Why is this so revolutionary if we already have technology similar to it that can carry out the same function as CRISPR? Quite simply, the ease at which editing could be possible is unmatched by any other method of manipulation. CRISPR can be done in hours and costing less than £100 the accessibility to which this highly specialised genetic modification technology is available is unprecedented. While searching, I found it was indeed possible to buy your own CRISPR Kits. They are sold by a company known as The ODIN, run by a controversial biohacker Josiah Zayner who demonstrated perfectly the implications of such accessible technology could have by injecting himself with CRISPR modified for muscle enhancement in the hopes of building his bicep. While it didn’t actually work, the biological community has certainly reached a grey area in regards to how the future applications of technology such as CRISPR will look. It enables scientists to have the ability to change and edit out parts of the DNA seen as undesirable. In some circumstances this is an a gene that is widely accepted as a liability such as a fatal disease such as Huntington’s however the lines become more blurred when we consider what should actually be cured and if it is our place to determine this.

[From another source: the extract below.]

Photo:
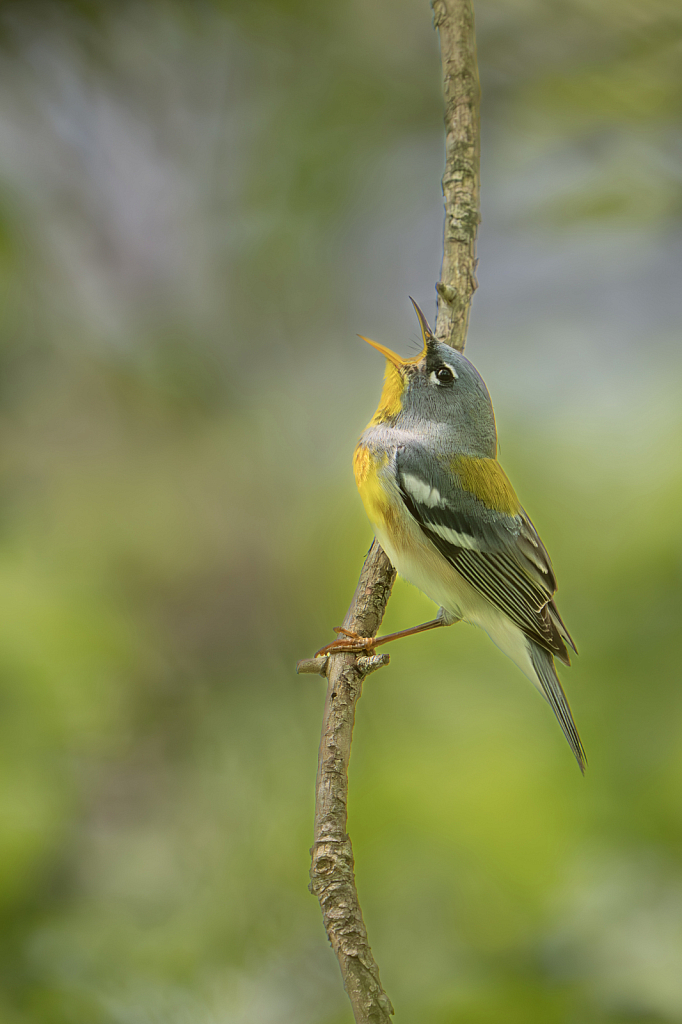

Modern science brings about change that is revolutionary but poses questions we may never be fully able to answer but with the technology already accessible it becomes increasingly pertinent that we must try. The future will no doubt be filled with possibilities in which we will be able to change life beyond recognition however we mist not lose sight of our ethical standards to ensure that science doesn’t become a force to fear.